India’s urban and rural working class to embark on two day nationwide strike in January

The shutdown in rural India coinciding with the trade union’s strike will unite the farmers and workers to challenge the pro-corporate and anti-people rule of far right BJP government.

December 19, 2018 by V. Arun Kumar
Farmers march in New Delhi 2018
More than 2 lakh farmers, workers and agricultural labourers marched on September 05, 2018 to the Indian parliament demanding an end to the anti-worker and anti-farmer policies of the government headed by far right-wing Prime Minister Narendra Modi. (Photos: V Arun Kumar / Peoples Dispatch)

Building a massive resistance against the neoliberal policies of the Indian government, farmers’ organizations have given a call for a nationwide strike coinciding with the two-day general strike by trade unions. In September this year, 10 central trade unions and independent federations gave a call for a nationwide strike on January 8 and 9, 2018.

On Tuesday, December 18, Communist Party of India (Marxist)-affiliated farmers’ union, All India Kisan Sabha (AIKS) gave a call for a two-day Gramin Bharat Bandh (Rural India Shutdown) on January 8 and 9, 2019. Ashok Dhawale, president of AIKS speaking with Peoples Dispatch said, “The bandh in rural India, along with the trade union strike would unite the farmers and workers to challenge the pro-corporate and anti-people regime of Bharatiya Janata Party (BJP).”

The call is supported by the Bhumi Adhikar Sabha, a platform of various people’s organizations demanding land for poor farmers for agricultural purposes.

Farm loan waiver and land allotment to poor farmers are the two major demands put forward by the AIKS.  Dhawale noted that the bandh will also be against the increasing religious polarization tactics employed by the far right-wing government headed by Prime Minister Narendra Modi.

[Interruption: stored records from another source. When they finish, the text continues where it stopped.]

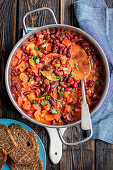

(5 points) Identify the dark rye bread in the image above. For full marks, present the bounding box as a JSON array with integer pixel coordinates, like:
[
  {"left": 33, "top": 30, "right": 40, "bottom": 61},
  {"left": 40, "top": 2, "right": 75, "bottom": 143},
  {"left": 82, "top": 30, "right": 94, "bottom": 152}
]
[
  {"left": 0, "top": 149, "right": 7, "bottom": 170},
  {"left": 0, "top": 125, "right": 17, "bottom": 154},
  {"left": 18, "top": 132, "right": 39, "bottom": 164},
  {"left": 10, "top": 159, "right": 43, "bottom": 170},
  {"left": 9, "top": 124, "right": 34, "bottom": 163}
]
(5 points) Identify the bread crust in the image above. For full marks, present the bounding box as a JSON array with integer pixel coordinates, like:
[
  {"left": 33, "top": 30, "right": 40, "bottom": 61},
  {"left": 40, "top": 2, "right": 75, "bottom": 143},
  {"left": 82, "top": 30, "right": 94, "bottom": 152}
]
[
  {"left": 0, "top": 125, "right": 17, "bottom": 154},
  {"left": 0, "top": 148, "right": 7, "bottom": 170}
]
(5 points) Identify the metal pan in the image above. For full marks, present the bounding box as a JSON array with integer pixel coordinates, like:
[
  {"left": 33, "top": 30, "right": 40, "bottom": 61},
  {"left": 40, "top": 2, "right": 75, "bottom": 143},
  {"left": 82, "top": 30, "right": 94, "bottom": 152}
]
[{"left": 5, "top": 8, "right": 110, "bottom": 146}]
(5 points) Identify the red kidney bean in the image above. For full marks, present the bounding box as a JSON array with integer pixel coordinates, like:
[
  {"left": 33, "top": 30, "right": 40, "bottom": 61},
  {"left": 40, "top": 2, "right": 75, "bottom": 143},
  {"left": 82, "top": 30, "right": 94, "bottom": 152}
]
[
  {"left": 61, "top": 115, "right": 68, "bottom": 123},
  {"left": 60, "top": 82, "right": 67, "bottom": 88},
  {"left": 66, "top": 77, "right": 72, "bottom": 83},
  {"left": 59, "top": 44, "right": 65, "bottom": 48},
  {"left": 52, "top": 44, "right": 56, "bottom": 53},
  {"left": 46, "top": 84, "right": 50, "bottom": 92},
  {"left": 31, "top": 85, "right": 37, "bottom": 90},
  {"left": 21, "top": 43, "right": 28, "bottom": 50},
  {"left": 15, "top": 84, "right": 21, "bottom": 92},
  {"left": 87, "top": 80, "right": 94, "bottom": 87},
  {"left": 54, "top": 70, "right": 63, "bottom": 76},
  {"left": 50, "top": 84, "right": 57, "bottom": 89},
  {"left": 43, "top": 66, "right": 51, "bottom": 71},
  {"left": 35, "top": 34, "right": 40, "bottom": 40},
  {"left": 57, "top": 36, "right": 62, "bottom": 41},
  {"left": 69, "top": 84, "right": 76, "bottom": 88},
  {"left": 66, "top": 53, "right": 71, "bottom": 58},
  {"left": 50, "top": 29, "right": 56, "bottom": 34},
  {"left": 26, "top": 68, "right": 34, "bottom": 75},
  {"left": 58, "top": 47, "right": 64, "bottom": 54},
  {"left": 35, "top": 87, "right": 41, "bottom": 96},
  {"left": 43, "top": 50, "right": 49, "bottom": 55},
  {"left": 40, "top": 57, "right": 45, "bottom": 63},
  {"left": 38, "top": 68, "right": 41, "bottom": 77},
  {"left": 85, "top": 49, "right": 91, "bottom": 56},
  {"left": 51, "top": 119, "right": 56, "bottom": 125},
  {"left": 51, "top": 34, "right": 55, "bottom": 40},
  {"left": 44, "top": 34, "right": 50, "bottom": 40},
  {"left": 38, "top": 43, "right": 44, "bottom": 49},
  {"left": 55, "top": 30, "right": 60, "bottom": 37},
  {"left": 51, "top": 58, "right": 57, "bottom": 65},
  {"left": 65, "top": 87, "right": 73, "bottom": 91},
  {"left": 16, "top": 59, "right": 22, "bottom": 66},
  {"left": 71, "top": 35, "right": 78, "bottom": 42},
  {"left": 65, "top": 33, "right": 71, "bottom": 40},
  {"left": 29, "top": 36, "right": 35, "bottom": 42},
  {"left": 50, "top": 100, "right": 56, "bottom": 107},
  {"left": 23, "top": 91, "right": 30, "bottom": 96},
  {"left": 14, "top": 68, "right": 20, "bottom": 76},
  {"left": 41, "top": 83, "right": 46, "bottom": 88},
  {"left": 35, "top": 76, "right": 40, "bottom": 82},
  {"left": 11, "top": 85, "right": 16, "bottom": 94},
  {"left": 23, "top": 49, "right": 30, "bottom": 55},
  {"left": 75, "top": 103, "right": 81, "bottom": 109},
  {"left": 63, "top": 48, "right": 67, "bottom": 55}
]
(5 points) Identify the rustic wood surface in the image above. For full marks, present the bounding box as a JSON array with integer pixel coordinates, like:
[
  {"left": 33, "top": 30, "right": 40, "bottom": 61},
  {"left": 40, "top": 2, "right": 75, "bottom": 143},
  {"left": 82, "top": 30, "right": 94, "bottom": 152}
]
[{"left": 0, "top": 0, "right": 113, "bottom": 170}]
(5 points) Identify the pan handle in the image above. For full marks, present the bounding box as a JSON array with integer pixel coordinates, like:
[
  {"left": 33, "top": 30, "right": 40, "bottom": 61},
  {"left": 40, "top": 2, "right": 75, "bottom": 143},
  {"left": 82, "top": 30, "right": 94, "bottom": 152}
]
[
  {"left": 57, "top": 127, "right": 93, "bottom": 146},
  {"left": 23, "top": 7, "right": 57, "bottom": 34}
]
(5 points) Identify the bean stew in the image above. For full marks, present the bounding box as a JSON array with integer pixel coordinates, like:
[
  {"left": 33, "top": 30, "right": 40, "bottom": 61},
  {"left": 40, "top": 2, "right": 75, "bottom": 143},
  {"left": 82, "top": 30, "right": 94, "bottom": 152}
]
[{"left": 11, "top": 28, "right": 105, "bottom": 125}]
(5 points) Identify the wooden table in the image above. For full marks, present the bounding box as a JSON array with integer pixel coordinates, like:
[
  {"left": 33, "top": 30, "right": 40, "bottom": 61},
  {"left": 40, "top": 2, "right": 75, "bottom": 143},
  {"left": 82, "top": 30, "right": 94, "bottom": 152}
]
[{"left": 0, "top": 0, "right": 113, "bottom": 170}]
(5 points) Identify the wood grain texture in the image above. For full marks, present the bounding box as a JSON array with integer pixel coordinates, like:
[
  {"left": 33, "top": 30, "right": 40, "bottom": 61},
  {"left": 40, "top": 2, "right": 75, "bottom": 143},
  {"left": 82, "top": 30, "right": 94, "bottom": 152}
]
[{"left": 0, "top": 0, "right": 113, "bottom": 170}]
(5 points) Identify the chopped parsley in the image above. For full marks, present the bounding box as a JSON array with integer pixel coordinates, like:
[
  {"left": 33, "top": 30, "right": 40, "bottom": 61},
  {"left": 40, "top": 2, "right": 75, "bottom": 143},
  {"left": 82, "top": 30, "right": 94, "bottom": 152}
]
[
  {"left": 86, "top": 96, "right": 89, "bottom": 103},
  {"left": 35, "top": 57, "right": 40, "bottom": 64},
  {"left": 40, "top": 99, "right": 49, "bottom": 106},
  {"left": 57, "top": 99, "right": 61, "bottom": 102},
  {"left": 95, "top": 80, "right": 100, "bottom": 85},
  {"left": 46, "top": 63, "right": 50, "bottom": 66},
  {"left": 96, "top": 71, "right": 100, "bottom": 76},
  {"left": 71, "top": 72, "right": 74, "bottom": 76},
  {"left": 39, "top": 81, "right": 42, "bottom": 84},
  {"left": 43, "top": 40, "right": 47, "bottom": 44},
  {"left": 75, "top": 63, "right": 79, "bottom": 71},
  {"left": 51, "top": 108, "right": 58, "bottom": 114},
  {"left": 63, "top": 101, "right": 65, "bottom": 105},
  {"left": 34, "top": 45, "right": 39, "bottom": 51},
  {"left": 53, "top": 40, "right": 56, "bottom": 44},
  {"left": 50, "top": 80, "right": 57, "bottom": 84}
]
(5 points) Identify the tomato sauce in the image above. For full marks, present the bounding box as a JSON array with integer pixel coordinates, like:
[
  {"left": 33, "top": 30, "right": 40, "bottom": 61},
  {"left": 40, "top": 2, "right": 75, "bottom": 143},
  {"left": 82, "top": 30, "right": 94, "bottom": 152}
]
[{"left": 11, "top": 29, "right": 104, "bottom": 125}]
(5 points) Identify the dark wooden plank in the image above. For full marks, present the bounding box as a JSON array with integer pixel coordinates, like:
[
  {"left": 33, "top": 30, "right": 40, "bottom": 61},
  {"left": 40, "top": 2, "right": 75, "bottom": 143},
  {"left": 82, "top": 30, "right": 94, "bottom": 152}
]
[
  {"left": 17, "top": 0, "right": 59, "bottom": 170},
  {"left": 60, "top": 0, "right": 95, "bottom": 170},
  {"left": 96, "top": 0, "right": 113, "bottom": 170},
  {"left": 0, "top": 0, "right": 17, "bottom": 117}
]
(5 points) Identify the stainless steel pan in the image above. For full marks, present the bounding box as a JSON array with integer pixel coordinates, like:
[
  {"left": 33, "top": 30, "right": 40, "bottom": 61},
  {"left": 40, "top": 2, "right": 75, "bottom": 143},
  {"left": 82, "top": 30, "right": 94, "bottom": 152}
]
[{"left": 5, "top": 8, "right": 110, "bottom": 145}]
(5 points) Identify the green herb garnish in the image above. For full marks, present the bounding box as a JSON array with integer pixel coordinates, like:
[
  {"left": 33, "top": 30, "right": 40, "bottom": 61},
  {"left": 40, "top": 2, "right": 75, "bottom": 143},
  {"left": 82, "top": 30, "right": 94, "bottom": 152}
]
[
  {"left": 75, "top": 63, "right": 79, "bottom": 71},
  {"left": 71, "top": 72, "right": 74, "bottom": 76},
  {"left": 57, "top": 99, "right": 61, "bottom": 102},
  {"left": 95, "top": 80, "right": 100, "bottom": 85},
  {"left": 51, "top": 108, "right": 58, "bottom": 114},
  {"left": 43, "top": 40, "right": 47, "bottom": 44},
  {"left": 96, "top": 71, "right": 100, "bottom": 76}
]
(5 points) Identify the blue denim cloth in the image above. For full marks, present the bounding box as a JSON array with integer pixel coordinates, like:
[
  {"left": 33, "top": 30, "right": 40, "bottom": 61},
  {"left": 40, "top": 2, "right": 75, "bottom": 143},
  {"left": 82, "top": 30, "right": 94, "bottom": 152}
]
[{"left": 74, "top": 0, "right": 113, "bottom": 144}]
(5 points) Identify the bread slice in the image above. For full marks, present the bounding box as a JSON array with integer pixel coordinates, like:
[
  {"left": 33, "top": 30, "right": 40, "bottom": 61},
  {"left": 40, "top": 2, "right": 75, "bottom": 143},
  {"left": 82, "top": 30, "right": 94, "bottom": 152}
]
[
  {"left": 10, "top": 159, "right": 43, "bottom": 170},
  {"left": 18, "top": 132, "right": 39, "bottom": 164},
  {"left": 0, "top": 149, "right": 7, "bottom": 170},
  {"left": 9, "top": 124, "right": 34, "bottom": 163},
  {"left": 0, "top": 125, "right": 17, "bottom": 154}
]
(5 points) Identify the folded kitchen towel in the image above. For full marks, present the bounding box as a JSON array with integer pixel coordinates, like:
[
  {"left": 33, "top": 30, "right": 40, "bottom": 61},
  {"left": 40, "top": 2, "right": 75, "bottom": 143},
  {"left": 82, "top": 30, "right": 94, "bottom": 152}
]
[{"left": 74, "top": 0, "right": 113, "bottom": 144}]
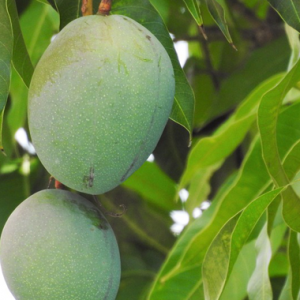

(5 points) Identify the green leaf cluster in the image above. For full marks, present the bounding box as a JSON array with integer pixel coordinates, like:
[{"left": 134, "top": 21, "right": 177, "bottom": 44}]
[{"left": 0, "top": 0, "right": 300, "bottom": 300}]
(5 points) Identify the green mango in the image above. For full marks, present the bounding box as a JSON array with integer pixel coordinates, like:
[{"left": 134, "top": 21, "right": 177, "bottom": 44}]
[
  {"left": 28, "top": 15, "right": 175, "bottom": 194},
  {"left": 0, "top": 190, "right": 121, "bottom": 300}
]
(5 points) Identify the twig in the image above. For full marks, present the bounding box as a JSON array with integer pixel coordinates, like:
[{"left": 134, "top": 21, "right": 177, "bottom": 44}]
[
  {"left": 97, "top": 0, "right": 112, "bottom": 16},
  {"left": 81, "top": 0, "right": 93, "bottom": 16}
]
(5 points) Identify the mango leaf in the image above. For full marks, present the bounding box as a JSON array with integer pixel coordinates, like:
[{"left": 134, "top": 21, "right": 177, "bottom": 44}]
[
  {"left": 8, "top": 0, "right": 33, "bottom": 87},
  {"left": 248, "top": 224, "right": 273, "bottom": 300},
  {"left": 220, "top": 240, "right": 256, "bottom": 300},
  {"left": 258, "top": 62, "right": 300, "bottom": 232},
  {"left": 285, "top": 24, "right": 300, "bottom": 70},
  {"left": 203, "top": 188, "right": 283, "bottom": 299},
  {"left": 206, "top": 0, "right": 236, "bottom": 49},
  {"left": 0, "top": 0, "right": 13, "bottom": 151},
  {"left": 44, "top": 0, "right": 81, "bottom": 29},
  {"left": 279, "top": 272, "right": 294, "bottom": 300},
  {"left": 0, "top": 171, "right": 28, "bottom": 235},
  {"left": 7, "top": 1, "right": 59, "bottom": 134},
  {"left": 268, "top": 0, "right": 300, "bottom": 32},
  {"left": 178, "top": 75, "right": 282, "bottom": 190},
  {"left": 183, "top": 0, "right": 203, "bottom": 26},
  {"left": 0, "top": 0, "right": 13, "bottom": 113},
  {"left": 147, "top": 99, "right": 300, "bottom": 300},
  {"left": 147, "top": 140, "right": 269, "bottom": 300},
  {"left": 123, "top": 162, "right": 178, "bottom": 212},
  {"left": 288, "top": 230, "right": 300, "bottom": 300}
]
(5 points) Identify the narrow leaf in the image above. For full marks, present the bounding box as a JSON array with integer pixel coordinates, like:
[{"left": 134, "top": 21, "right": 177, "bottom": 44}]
[
  {"left": 147, "top": 102, "right": 300, "bottom": 300},
  {"left": 258, "top": 62, "right": 300, "bottom": 231},
  {"left": 288, "top": 230, "right": 300, "bottom": 300},
  {"left": 248, "top": 224, "right": 273, "bottom": 300},
  {"left": 203, "top": 188, "right": 282, "bottom": 299},
  {"left": 48, "top": 0, "right": 81, "bottom": 29},
  {"left": 0, "top": 0, "right": 13, "bottom": 153},
  {"left": 206, "top": 0, "right": 236, "bottom": 49},
  {"left": 8, "top": 0, "right": 33, "bottom": 87},
  {"left": 268, "top": 0, "right": 300, "bottom": 32},
  {"left": 0, "top": 0, "right": 13, "bottom": 113},
  {"left": 123, "top": 162, "right": 176, "bottom": 212},
  {"left": 183, "top": 0, "right": 203, "bottom": 26},
  {"left": 178, "top": 75, "right": 282, "bottom": 190}
]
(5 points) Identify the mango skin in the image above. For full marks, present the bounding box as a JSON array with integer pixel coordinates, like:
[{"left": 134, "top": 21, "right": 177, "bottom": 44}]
[
  {"left": 0, "top": 190, "right": 121, "bottom": 300},
  {"left": 28, "top": 15, "right": 175, "bottom": 194}
]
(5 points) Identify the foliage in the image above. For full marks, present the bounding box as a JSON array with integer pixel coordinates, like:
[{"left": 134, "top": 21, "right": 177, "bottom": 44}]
[{"left": 0, "top": 0, "right": 300, "bottom": 300}]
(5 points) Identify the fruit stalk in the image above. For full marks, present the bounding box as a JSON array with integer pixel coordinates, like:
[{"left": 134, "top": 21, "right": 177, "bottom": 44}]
[
  {"left": 81, "top": 0, "right": 93, "bottom": 16},
  {"left": 97, "top": 0, "right": 112, "bottom": 16}
]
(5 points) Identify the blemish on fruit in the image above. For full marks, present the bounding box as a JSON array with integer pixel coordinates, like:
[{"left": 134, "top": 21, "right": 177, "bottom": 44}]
[
  {"left": 83, "top": 167, "right": 95, "bottom": 188},
  {"left": 134, "top": 55, "right": 153, "bottom": 62}
]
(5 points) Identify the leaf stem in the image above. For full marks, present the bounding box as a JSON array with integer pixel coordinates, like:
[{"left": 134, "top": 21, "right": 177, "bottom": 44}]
[
  {"left": 97, "top": 0, "right": 112, "bottom": 16},
  {"left": 81, "top": 0, "right": 93, "bottom": 16}
]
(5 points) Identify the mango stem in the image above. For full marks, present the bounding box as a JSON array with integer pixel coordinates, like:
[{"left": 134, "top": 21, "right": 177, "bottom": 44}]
[
  {"left": 81, "top": 0, "right": 93, "bottom": 16},
  {"left": 97, "top": 0, "right": 112, "bottom": 16}
]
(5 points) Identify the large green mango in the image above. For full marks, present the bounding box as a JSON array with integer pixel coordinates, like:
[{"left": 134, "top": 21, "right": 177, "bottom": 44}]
[
  {"left": 0, "top": 190, "right": 121, "bottom": 300},
  {"left": 28, "top": 15, "right": 175, "bottom": 194}
]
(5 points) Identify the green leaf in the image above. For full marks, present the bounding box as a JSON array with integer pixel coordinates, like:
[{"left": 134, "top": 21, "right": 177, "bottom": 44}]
[
  {"left": 8, "top": 0, "right": 33, "bottom": 87},
  {"left": 183, "top": 0, "right": 203, "bottom": 26},
  {"left": 20, "top": 1, "right": 59, "bottom": 65},
  {"left": 48, "top": 0, "right": 80, "bottom": 29},
  {"left": 147, "top": 99, "right": 300, "bottom": 300},
  {"left": 0, "top": 0, "right": 13, "bottom": 112},
  {"left": 147, "top": 137, "right": 269, "bottom": 300},
  {"left": 0, "top": 0, "right": 13, "bottom": 153},
  {"left": 111, "top": 0, "right": 195, "bottom": 135},
  {"left": 288, "top": 230, "right": 300, "bottom": 300},
  {"left": 285, "top": 25, "right": 300, "bottom": 70},
  {"left": 268, "top": 0, "right": 300, "bottom": 32},
  {"left": 123, "top": 162, "right": 176, "bottom": 212},
  {"left": 258, "top": 62, "right": 300, "bottom": 232},
  {"left": 220, "top": 240, "right": 256, "bottom": 300},
  {"left": 203, "top": 188, "right": 282, "bottom": 299},
  {"left": 7, "top": 1, "right": 59, "bottom": 135},
  {"left": 178, "top": 75, "right": 282, "bottom": 190},
  {"left": 206, "top": 0, "right": 236, "bottom": 49},
  {"left": 0, "top": 172, "right": 26, "bottom": 235},
  {"left": 248, "top": 224, "right": 273, "bottom": 300}
]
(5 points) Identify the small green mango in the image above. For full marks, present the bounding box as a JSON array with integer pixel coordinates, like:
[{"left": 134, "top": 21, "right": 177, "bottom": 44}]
[
  {"left": 28, "top": 15, "right": 175, "bottom": 194},
  {"left": 0, "top": 190, "right": 121, "bottom": 300}
]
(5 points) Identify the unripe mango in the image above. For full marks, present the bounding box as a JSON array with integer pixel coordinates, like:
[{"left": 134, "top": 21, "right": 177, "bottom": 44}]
[
  {"left": 0, "top": 190, "right": 120, "bottom": 300},
  {"left": 28, "top": 15, "right": 175, "bottom": 194}
]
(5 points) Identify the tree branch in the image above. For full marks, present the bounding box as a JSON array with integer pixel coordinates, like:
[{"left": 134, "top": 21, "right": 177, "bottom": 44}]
[
  {"left": 97, "top": 0, "right": 112, "bottom": 16},
  {"left": 81, "top": 0, "right": 93, "bottom": 16}
]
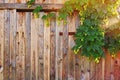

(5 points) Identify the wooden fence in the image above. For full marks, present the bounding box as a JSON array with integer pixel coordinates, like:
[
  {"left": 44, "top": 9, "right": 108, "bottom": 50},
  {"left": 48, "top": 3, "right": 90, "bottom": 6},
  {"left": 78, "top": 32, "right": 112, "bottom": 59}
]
[{"left": 0, "top": 0, "right": 120, "bottom": 80}]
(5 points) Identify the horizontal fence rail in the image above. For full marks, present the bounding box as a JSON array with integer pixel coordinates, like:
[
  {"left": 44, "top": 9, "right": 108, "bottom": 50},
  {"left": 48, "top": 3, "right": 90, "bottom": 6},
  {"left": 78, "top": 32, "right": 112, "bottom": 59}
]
[{"left": 0, "top": 3, "right": 63, "bottom": 11}]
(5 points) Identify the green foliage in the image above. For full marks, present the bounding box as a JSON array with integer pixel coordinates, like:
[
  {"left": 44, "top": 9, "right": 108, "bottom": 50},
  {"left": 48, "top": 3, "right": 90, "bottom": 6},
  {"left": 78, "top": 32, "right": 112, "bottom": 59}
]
[
  {"left": 73, "top": 19, "right": 104, "bottom": 59},
  {"left": 27, "top": 0, "right": 120, "bottom": 63},
  {"left": 59, "top": 0, "right": 120, "bottom": 62},
  {"left": 104, "top": 29, "right": 120, "bottom": 55},
  {"left": 42, "top": 12, "right": 55, "bottom": 26}
]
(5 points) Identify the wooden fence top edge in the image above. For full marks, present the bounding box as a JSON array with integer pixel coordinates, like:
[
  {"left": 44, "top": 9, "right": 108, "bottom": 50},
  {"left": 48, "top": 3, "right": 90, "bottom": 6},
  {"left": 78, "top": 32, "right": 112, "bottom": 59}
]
[{"left": 0, "top": 3, "right": 63, "bottom": 11}]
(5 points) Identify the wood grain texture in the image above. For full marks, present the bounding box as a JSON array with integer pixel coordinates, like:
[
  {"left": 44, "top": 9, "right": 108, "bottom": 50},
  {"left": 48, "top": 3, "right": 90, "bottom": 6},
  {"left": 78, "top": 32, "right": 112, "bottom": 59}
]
[
  {"left": 55, "top": 13, "right": 63, "bottom": 80},
  {"left": 44, "top": 13, "right": 50, "bottom": 80},
  {"left": 4, "top": 10, "right": 10, "bottom": 80},
  {"left": 38, "top": 12, "right": 44, "bottom": 80},
  {"left": 0, "top": 10, "right": 4, "bottom": 80},
  {"left": 68, "top": 15, "right": 76, "bottom": 80},
  {"left": 50, "top": 13, "right": 57, "bottom": 80},
  {"left": 16, "top": 12, "right": 26, "bottom": 80},
  {"left": 31, "top": 13, "right": 38, "bottom": 80},
  {"left": 0, "top": 2, "right": 63, "bottom": 11}
]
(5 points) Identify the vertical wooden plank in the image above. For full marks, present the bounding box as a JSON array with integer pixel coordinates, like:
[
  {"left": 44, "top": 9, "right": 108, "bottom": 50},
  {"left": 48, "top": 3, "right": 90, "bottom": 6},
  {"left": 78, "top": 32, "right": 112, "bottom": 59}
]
[
  {"left": 62, "top": 17, "right": 68, "bottom": 80},
  {"left": 16, "top": 12, "right": 26, "bottom": 80},
  {"left": 90, "top": 61, "right": 96, "bottom": 80},
  {"left": 34, "top": 13, "right": 40, "bottom": 80},
  {"left": 25, "top": 12, "right": 31, "bottom": 80},
  {"left": 31, "top": 14, "right": 38, "bottom": 80},
  {"left": 10, "top": 10, "right": 16, "bottom": 80},
  {"left": 38, "top": 12, "right": 44, "bottom": 80},
  {"left": 0, "top": 10, "right": 5, "bottom": 80},
  {"left": 4, "top": 10, "right": 10, "bottom": 80},
  {"left": 55, "top": 13, "right": 63, "bottom": 80},
  {"left": 102, "top": 59, "right": 105, "bottom": 80},
  {"left": 74, "top": 14, "right": 81, "bottom": 80},
  {"left": 50, "top": 12, "right": 57, "bottom": 80},
  {"left": 68, "top": 15, "right": 76, "bottom": 80},
  {"left": 105, "top": 51, "right": 111, "bottom": 79},
  {"left": 44, "top": 13, "right": 50, "bottom": 80}
]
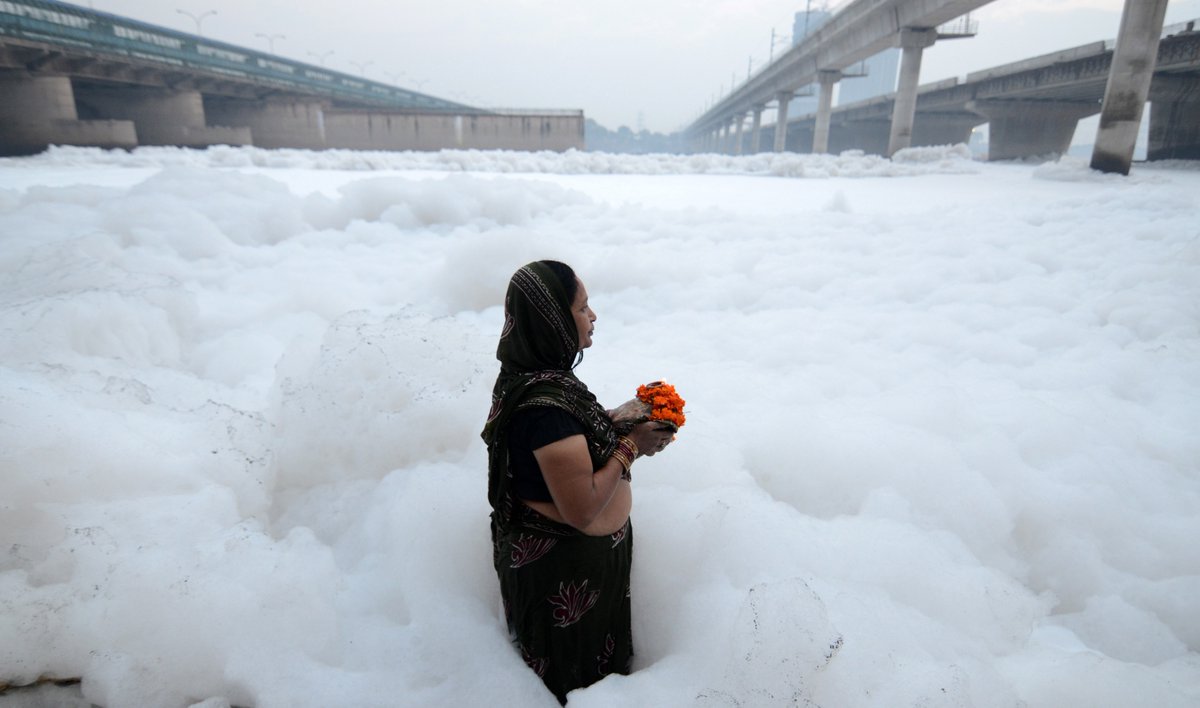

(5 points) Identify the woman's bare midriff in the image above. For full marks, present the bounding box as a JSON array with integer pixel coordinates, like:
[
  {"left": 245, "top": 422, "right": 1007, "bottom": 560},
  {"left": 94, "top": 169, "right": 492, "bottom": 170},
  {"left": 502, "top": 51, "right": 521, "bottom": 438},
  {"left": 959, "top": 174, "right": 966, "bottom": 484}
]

“Corruption, communalism [religious polarization], and corporatization, which marks the policies of BJP rule will be resisted by the people of this country. We have seen how the BJP lost in Madhya Pradesh, Chhattisgarh, and Rajasthan, as farmers and workers united for their rights,” Dhawale said emphasizing that people’s movements will be strengthened in the coming days.

Agrarian crisis

India is currently witnessing an agrarian and economic crisis, marked by continuous erosion of farmers and workers’ rights. More than 50 percent of the population, which includes farmers and agricultural laborers from the country’s agricultural sector, has been affected but little support has been provided by the government. According to the National Crime Records Bureau (NCRB), nearly 48,104 farmers and farm laborers committed suicide between 2013 and 2016. And the crisis is exacerbated by government policies supporting the corporatization of agriculture and forceful land acquisition by private companies.

Renowned journalist P Sainath, in an article noted that “India’s agrarian crisis has gone beyond the agrarian. It’s a crisis of society. May be even a civilizational crisis, with perhaps the largest body of small farmers and laborers on Earth fighting to save their livelihoods.”

In the past one year, the country witnessed three major farmers mobilizations, in August, October and in November. In these movements, more than half a million farmers protested in the Indian capital calling for an end to the neoliberal and anti-farmers’ policies of the government.

“While the government is refusing to provide loan waivers to poor farmers, rich corporate loans are being waived off. This government is of the corporates and what we want is a people’s government,” Dhawale noted.

The recent farmers’ march on November 29 and 30 demanded a special session of the Parliament to be held to discuss the agrarian crisis, and the National Commission on Farmers’ 2006 report. The report had recommended crop acquisition by the state at a minimum support price (MSP) which is 50 percent above the full cost of production and redistribution of ceiling-surplus land to the landless.

Trade unions’ call for total strike

Since the Hindu conservative BJP government came to power in 2014, there had been attempts to dilute the labor laws under the banner of ‘ease of doing business.’ Trade unions have warned that the continuous trampling of workers’ rights will be met with severe resistance. In November 2017, more than 3,00,000 workers from various trade unions (except Bharatiya Mazdoor Sangh (BMS), trade union close to the ruling government) organized a Mahapadav demanding the government to end the assault on working-class rights and its neoliberal policies.

Announcing the nationwide general strike call, the workers’ convention held on November 28, 2018, put forward a 12-point charter of demands, which included strict enforcement of all basic labor laws and stringent punitive measures for violation of labour laws, universal social security cover for all workers, minimum wage of not less than Rs. 18,000/- per month with provisions of indexation, stoppage of disinvestment in Central/State PSUs and strategic sale, ending contractualization in permanent perennial work, equal pay for equal work, urgent measures for containing price-rise through universalization of public distribution system and containing unemployment through concrete measures for employment generation.